In this paper, we establish a joint (bivariate) functional central limit theorem of the sample quantile and the $r$-th absolute centred sample moment for functionals of mixing processes. More precisely, we consider $L_2$-near epoch dependent processes that are functionals of either $\phi$-mixing or absolutely regular processes. The general results we obtain can be used for two classes of popular and important processes in applications: The class of augmented GARCH($p$,$q$) processes with independent and identically distributed innovations (including many GARCH variations used in practice) and the class of ARMA($p$,$q$) processes with mixing innovations (including, e.g., ARMA-GARCH processes).
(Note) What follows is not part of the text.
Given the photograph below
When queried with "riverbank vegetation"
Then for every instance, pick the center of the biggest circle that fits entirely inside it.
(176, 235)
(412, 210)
For selected examples, we provide exact conditions on the moments and parameters of the process for the joint asymptotics to hold.

翻译：本文针对混合过程泛函，建立了样本分位数与$r$阶绝对中心样本矩的联合（二元）泛函中心极限定理。具体而言，我们考察$L_2$近邻依赖过程，该类过程为$\phi$混合过程或绝对正则过程的泛函。所得一般性结果可应用于两类重要且常用的过程：具有独立同分布新息的增广GARCH($p$,$q$)过程族（涵盖实践中多种GARCH变体），以及具有混合新息的ARMA($p$,$q$)过程族（例如ARMA-GARCH过程）。针对部分典型示例，我们给出了保证联合渐近性成立的矩条件与过程参数的确切条件。